His workers come in at least three days a week, weary of meetings via Zoom and Microsoft Teams, he said: “We missed that camaraderie in the sense of where you are meeting someone in the hallway or just popping into a cube.”

Cities and states with big populations of remote workers have paid their own price.

Washington Mayor Muriel Bowser, whose city imposed some of the nation’s strictest quarantine rules, is urging the Biden administration to send federal employees back to the office as her downtown, like others that depend on white-collar workers, has emptied out, leaving vacant office buildings and storefronts and lower tax revenue.
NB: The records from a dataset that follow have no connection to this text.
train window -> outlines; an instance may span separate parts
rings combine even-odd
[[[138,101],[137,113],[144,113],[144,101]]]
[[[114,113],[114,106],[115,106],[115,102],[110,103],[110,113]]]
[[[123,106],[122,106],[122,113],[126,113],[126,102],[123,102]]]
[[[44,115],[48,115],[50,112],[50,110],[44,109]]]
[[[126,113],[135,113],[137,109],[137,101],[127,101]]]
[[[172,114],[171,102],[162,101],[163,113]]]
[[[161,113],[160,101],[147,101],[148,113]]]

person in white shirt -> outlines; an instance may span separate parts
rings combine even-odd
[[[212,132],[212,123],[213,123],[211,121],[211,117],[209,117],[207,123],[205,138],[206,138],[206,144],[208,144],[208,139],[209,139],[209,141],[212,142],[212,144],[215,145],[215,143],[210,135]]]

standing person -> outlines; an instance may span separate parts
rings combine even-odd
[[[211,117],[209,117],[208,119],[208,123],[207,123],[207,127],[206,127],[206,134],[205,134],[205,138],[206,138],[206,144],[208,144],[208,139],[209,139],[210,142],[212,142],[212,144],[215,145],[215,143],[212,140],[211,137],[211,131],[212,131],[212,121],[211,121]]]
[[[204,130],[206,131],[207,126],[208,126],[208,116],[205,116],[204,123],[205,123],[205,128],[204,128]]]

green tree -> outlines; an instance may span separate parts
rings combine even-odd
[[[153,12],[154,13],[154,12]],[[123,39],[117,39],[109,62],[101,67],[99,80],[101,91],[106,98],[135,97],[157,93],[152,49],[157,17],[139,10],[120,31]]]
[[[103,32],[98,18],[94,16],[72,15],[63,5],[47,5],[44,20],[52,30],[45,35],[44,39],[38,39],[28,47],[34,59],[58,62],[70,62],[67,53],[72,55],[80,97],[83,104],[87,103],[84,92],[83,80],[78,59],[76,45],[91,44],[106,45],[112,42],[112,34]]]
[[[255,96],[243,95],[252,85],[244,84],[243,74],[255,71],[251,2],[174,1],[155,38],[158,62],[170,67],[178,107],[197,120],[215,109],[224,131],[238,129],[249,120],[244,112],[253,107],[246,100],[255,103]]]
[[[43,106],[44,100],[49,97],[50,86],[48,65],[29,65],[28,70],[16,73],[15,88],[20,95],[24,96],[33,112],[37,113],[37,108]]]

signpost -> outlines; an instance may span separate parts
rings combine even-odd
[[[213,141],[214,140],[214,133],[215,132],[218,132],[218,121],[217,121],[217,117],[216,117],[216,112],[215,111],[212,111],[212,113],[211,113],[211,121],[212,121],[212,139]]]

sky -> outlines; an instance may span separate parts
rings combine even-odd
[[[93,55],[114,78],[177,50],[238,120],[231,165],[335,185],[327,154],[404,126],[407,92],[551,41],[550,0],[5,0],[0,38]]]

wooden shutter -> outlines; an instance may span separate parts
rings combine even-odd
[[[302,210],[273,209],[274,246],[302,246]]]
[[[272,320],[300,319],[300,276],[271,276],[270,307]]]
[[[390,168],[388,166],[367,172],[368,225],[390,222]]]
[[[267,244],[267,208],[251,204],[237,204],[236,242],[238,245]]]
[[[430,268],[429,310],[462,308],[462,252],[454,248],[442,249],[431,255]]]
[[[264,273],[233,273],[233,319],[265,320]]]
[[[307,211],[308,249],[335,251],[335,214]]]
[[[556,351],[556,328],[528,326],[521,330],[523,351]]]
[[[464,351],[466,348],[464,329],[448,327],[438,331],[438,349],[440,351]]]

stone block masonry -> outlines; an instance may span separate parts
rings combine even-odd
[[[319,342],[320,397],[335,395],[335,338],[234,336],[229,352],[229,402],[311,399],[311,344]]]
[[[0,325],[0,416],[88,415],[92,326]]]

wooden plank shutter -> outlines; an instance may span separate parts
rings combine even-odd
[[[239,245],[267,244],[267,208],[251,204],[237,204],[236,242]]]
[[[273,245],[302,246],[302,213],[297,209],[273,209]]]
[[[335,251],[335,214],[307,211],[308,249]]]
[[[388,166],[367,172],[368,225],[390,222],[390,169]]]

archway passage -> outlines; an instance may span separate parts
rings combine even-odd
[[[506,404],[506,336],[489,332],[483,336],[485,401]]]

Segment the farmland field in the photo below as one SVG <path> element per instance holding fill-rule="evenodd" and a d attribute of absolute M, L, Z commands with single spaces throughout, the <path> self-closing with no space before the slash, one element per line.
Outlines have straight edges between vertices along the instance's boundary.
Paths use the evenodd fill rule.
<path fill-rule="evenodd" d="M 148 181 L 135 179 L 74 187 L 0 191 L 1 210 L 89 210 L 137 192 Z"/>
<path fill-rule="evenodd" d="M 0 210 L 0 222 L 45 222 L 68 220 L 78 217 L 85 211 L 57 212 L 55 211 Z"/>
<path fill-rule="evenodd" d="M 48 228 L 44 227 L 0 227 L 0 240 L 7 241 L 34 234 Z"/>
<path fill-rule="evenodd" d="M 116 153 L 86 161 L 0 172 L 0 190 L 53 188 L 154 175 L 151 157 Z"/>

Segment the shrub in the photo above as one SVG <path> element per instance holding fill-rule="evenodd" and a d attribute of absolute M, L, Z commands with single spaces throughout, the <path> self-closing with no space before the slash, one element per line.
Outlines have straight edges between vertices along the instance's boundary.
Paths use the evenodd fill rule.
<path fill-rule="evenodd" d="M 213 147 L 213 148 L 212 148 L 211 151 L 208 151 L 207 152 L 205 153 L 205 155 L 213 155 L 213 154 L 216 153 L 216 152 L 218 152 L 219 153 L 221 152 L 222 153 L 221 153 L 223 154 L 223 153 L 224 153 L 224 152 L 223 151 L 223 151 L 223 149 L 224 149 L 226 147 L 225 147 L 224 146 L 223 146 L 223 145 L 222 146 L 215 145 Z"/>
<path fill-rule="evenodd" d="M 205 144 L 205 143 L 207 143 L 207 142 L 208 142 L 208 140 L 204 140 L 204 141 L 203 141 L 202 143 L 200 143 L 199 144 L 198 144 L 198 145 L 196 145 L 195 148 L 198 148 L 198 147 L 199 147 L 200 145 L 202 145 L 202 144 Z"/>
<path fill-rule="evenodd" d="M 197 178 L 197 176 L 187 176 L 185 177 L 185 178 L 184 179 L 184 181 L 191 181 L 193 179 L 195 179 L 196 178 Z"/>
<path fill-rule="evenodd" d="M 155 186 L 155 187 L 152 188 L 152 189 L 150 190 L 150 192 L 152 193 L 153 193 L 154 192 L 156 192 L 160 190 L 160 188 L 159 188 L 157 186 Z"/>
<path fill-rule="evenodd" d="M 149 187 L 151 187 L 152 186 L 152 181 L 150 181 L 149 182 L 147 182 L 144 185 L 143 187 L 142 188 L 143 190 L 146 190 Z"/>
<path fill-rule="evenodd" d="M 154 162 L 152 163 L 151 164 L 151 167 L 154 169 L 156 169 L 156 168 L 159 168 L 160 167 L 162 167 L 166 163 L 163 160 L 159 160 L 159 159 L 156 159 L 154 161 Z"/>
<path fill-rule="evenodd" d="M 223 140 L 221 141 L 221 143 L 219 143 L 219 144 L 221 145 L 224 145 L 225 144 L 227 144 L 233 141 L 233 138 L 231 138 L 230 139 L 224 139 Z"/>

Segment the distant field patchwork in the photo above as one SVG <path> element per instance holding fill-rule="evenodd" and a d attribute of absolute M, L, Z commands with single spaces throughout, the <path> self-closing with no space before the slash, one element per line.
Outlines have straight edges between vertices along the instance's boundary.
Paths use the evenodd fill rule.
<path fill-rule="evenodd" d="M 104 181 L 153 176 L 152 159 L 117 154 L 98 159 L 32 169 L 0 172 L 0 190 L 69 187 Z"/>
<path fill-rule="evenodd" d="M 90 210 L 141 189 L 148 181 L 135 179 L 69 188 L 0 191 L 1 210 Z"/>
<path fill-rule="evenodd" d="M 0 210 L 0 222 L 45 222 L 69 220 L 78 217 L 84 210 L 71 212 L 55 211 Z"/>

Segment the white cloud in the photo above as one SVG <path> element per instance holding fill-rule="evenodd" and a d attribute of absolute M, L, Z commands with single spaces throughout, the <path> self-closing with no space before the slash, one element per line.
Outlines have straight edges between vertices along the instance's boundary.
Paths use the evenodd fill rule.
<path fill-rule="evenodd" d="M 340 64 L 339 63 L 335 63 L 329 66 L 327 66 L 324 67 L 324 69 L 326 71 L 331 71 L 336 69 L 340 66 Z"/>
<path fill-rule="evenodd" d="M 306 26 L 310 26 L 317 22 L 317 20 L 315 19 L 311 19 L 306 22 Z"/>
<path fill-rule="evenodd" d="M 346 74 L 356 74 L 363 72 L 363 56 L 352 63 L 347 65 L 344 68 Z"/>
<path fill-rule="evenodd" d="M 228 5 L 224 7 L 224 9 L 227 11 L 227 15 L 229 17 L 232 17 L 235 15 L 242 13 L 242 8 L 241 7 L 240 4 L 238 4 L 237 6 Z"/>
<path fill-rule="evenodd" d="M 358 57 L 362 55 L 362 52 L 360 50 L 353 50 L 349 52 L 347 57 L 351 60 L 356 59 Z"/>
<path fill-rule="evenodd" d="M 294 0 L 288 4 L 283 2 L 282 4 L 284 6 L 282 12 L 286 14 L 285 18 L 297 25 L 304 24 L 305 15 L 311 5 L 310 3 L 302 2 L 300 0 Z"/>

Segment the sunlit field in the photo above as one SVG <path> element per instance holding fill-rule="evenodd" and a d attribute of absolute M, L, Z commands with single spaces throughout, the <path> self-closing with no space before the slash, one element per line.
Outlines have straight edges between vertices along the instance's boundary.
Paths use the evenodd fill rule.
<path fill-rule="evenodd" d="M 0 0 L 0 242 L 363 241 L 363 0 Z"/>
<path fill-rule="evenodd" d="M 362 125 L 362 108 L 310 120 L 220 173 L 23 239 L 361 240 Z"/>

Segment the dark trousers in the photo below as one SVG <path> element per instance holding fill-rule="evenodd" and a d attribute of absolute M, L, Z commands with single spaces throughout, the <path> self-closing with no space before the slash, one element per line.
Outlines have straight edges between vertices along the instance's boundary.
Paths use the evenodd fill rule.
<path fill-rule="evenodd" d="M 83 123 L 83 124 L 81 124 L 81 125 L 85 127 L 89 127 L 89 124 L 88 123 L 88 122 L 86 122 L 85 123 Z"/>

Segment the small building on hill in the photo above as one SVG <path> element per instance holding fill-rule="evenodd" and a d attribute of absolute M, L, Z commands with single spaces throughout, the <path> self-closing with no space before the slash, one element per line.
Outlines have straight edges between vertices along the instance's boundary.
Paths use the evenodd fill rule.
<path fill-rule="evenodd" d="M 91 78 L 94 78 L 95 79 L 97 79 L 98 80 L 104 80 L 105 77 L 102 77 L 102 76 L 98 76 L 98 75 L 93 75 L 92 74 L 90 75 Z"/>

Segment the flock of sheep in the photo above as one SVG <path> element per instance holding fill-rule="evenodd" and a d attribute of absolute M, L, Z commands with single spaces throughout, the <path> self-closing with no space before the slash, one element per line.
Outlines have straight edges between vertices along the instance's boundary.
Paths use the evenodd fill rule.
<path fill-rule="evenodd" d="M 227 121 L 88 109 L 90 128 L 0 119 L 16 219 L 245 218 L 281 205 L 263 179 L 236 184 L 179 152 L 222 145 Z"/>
California has been losing more residents to other Western and Sunbelt states, as workers conclude that by living elsewhere and teleworking, they can keep their salaries without spending as much on housing and taxes.

That shift has allowed some tech workers and entrepreneurs to move to states that are closer to family and have cheaper housing. That could offset some of the growing economic and social divide in the U.S., said Nicholas Bloom, a Stanford economics professor and member of the WFH Research team.

Much of the movement away from Memphis has been to suburbs or such cities as Austin, Texas; Boise, Idaho; Salt Lake City and cross-state rival Nashville, which have stronger tech communities and a greater share of people working remotely. In Memphis, population 628,000, there are not enough of such migrants to sustain a true knowledge-based economy.

“We’re leaving money on the table,” said state Rep. Antonio Parkinson, a Democrat from Memphis.

If Tennessee could attract more remote-work jobs, it might be able to employ a higher percentage of the population. For some people, caregiving demands and the cost of child care make in-person work hard, if not impossible. People with children are more likely to say they value flexibility in choosing a job (72%) than those without kids (59%), according to the Times-Leger poll. Other surveys have shown that women, who often serve as primary caregivers, have a stronger preference for remote work.

People of color also place a higher value on working remotely, according to the poll; Joel Suarez, a labor studies specialist at City University of New York, attributes this to long-held anxieties.

“Working from home reduces the relentlessly awkward and painful politics attendant to having to face the white professional class daily,” said Suarez.

Some workers in Memphis believe bosses are determined to lay eyes on their employees, either to gratify their egos or to fill expensive office leases, regardless of any real business benefit.

“It’s definitely that, like, power struggle of, ‘We already own this, and we want you back in the office,’” said Laurinda Moore, who has a front-row seat as a manager and account supervisor for a high-end office furniture store.

Some Memphis workers, fed up with going into work for no apparent reason, have switched jobs.

Brandon Davis thought his employer was needlessly calling him back to the office. He decided in December to take a job at another marketing firm that was fully remote. He and his wife had grown comfortable home-schooling their children during the pandemic.

He works from a study near the front door of his home in Germantown, an upper-middle-class suburb 30 minutes from Memphis.

His kids go to school in a room behind the kitchen. His wife works part time for his father’s business. But he worries that the region is not suited to remote workers; he had a hard time getting an internet plan that could keep everyone in the family online at the same time.

Davis’ boss, Sheperd Simmons, said his main concern is that his remote employees are working too hard, unable to separate their jobs from their home lives. He works in a four-story office in leafy Midtown that’s full of industry awards, computers and whiteboards, but not many workers. The president is in Dallas; the rest are scattered across nearly 20 states.

“In a knowledge economy,” he said, “you need the best brains you can get.”